Entscheidungsdatum: 12.07.2016
I
Die Antragstellerin erhielt mit Bescheid vom 17. Juli 2008 eine Baugenehmigung zur Errichtung eines Autohauses entsprechend den Festsetzungen des vorhabenbezogenen Bebauungsplans Nr. 33 "VEP Autohaus Weinberger-Chiemsee" der Antragsgegnerin. Der dem Bebauungsplan zugrunde liegende Durchführungsvertrag sah eine Fertigstellung des Vorhabens bis zum 30. September 2009, der Änderungsvertrag eine Fertigstellung bis zum 30. September 2013 vor. Die Geltungsdauer der Baugenehmigung wurde bis zum 14. August 2014 verlängert. Zu einer weiteren Verlängerung der Baugenehmigung um bis zu zwei Jahre versagte der Gemeinderat der Antragsgegnerin sein Einvernehmen.
Mit Bescheid vom 31. Juli 2014 verlängerte das Landratsamt Rosenheim die Geltungsdauer der Baugenehmigung bis zum 14. August 2016. Gegen diesen Bescheid erhob die Antragsgegnerin Klage, deren aufschiebende Wirkung der Verwaltungsgerichtshof mit Beschluss vom 15. September 2015 anordnete. Am 21. September 2015 trat die Satzung der Antragsgegnerin zur Aufhebung des vorhabenbezogenen Bebauungsplans Nr. 33 "VEP Autohaus Weinberger-Chiemsee" in Kraft. Mit Urteil vom 1. März 2016 hat der Verwaltungsgerichtshof den Bescheid vom 31. Juli 2014 aufgehoben. Dagegen hat die Antragstellerin die vom Verwaltungsgerichtshof zugelassene Revision eingelegt.
Am 2. Juni 2016 hat die Antragstellerin beim Bundesverwaltungsgericht um vorläufigen Rechtsschutz nach § 80 Abs. 7 VwGO nachgesucht. Sie beantragt, den Beschluss des Bayerischen Verwaltungsgerichtshofs vom 15. September 2015 aufzuheben und den Antrag der Antragsgegnerin auf Anordnung der aufschiebenden Wirkung der Klage gegen den Bescheid der Beigeladenen vom 31. Juli 2014 abzulehnen.
II
Der Antrag hat Erfolg.
Gemäß § 80 Abs. 7 Satz 2 VwGO kann jeder Beteiligte die Änderung oder Aufhebung eines Beschlusses über einen Antrag nach § 80 Abs. 5 VwGO wegen veränderter Umstände beantragen. Ob diese Voraussetzung hier erfüllt ist, kann dahinstehen. Denn gemäß § 80 Abs. 7 Satz 1 VwGO kann das Gericht der Hauptsache jederzeit von Amts wegen einen Beschluss über die Anordnung oder Wiederherstellung der aufschiebenden Wirkung ändern oder aufheben. Insoweit ist der Antrag der Antragstellerin gleichzeitig als Anregung an das Gericht zu verstehen, den Beschluss des Verwaltungsgerichtshofs vom 15. September 2015 von Amts wegen zu ändern.

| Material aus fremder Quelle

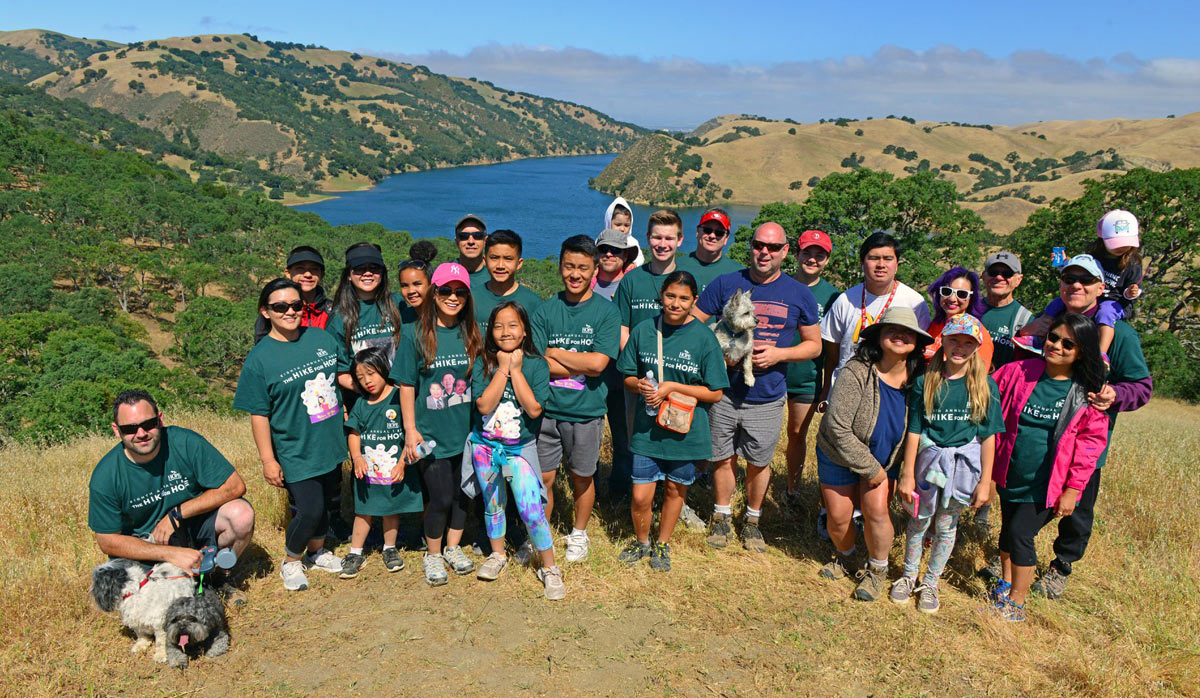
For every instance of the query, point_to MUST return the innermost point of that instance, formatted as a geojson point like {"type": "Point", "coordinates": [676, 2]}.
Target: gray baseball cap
{"type": "Point", "coordinates": [1006, 258]}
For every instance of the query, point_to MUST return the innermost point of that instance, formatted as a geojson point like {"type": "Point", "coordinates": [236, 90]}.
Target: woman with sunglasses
{"type": "Point", "coordinates": [955, 293]}
{"type": "Point", "coordinates": [1049, 450]}
{"type": "Point", "coordinates": [441, 350]}
{"type": "Point", "coordinates": [287, 386]}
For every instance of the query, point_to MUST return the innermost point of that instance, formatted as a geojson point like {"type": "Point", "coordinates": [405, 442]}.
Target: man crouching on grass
{"type": "Point", "coordinates": [165, 492]}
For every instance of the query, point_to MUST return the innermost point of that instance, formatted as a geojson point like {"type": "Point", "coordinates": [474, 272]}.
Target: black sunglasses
{"type": "Point", "coordinates": [1068, 344]}
{"type": "Point", "coordinates": [281, 307]}
{"type": "Point", "coordinates": [960, 293]}
{"type": "Point", "coordinates": [767, 246]}
{"type": "Point", "coordinates": [130, 429]}
{"type": "Point", "coordinates": [453, 290]}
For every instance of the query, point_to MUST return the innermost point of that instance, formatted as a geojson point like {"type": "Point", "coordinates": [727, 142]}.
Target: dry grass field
{"type": "Point", "coordinates": [720, 624]}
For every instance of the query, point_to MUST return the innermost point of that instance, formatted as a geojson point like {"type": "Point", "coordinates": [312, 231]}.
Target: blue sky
{"type": "Point", "coordinates": [673, 65]}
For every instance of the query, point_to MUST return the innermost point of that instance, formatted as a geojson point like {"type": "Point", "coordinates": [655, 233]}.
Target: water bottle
{"type": "Point", "coordinates": [649, 410]}
{"type": "Point", "coordinates": [425, 449]}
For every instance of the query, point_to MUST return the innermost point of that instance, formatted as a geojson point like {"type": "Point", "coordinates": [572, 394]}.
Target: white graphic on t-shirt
{"type": "Point", "coordinates": [319, 397]}
{"type": "Point", "coordinates": [381, 459]}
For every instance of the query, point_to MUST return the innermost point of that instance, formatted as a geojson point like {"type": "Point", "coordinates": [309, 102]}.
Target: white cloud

Das Verfahren nach § 80 Abs. 7 VwGO dient nicht in der Art eines Rechtsmittelverfahrens der Überprüfung, ob die vorangegangene Entscheidung formell und materiell richtig ist (vgl. BVerwG, Beschluss vom 4. Juli 1988 - 7 C 88.87 - BVerwGE 80, 16 <17> = Buchholz 310 § 80 VwGO Nr. 48 S. 3). Es eröffnet dem Gericht der Hauptsache vielmehr den Raum für eine eigene Abwägungsentscheidung. Prüfungsmaßstab dafür ist allein, ob nach der jetzigen Sach- und Rechtslage die Anordnung oder Wiederherstellung der aufschiebenden Wirkung der Klage geboten ist (vgl. BVerwG, Beschluss vom 25. August 2008 - 2 VR 1.08 - juris Rn. 5).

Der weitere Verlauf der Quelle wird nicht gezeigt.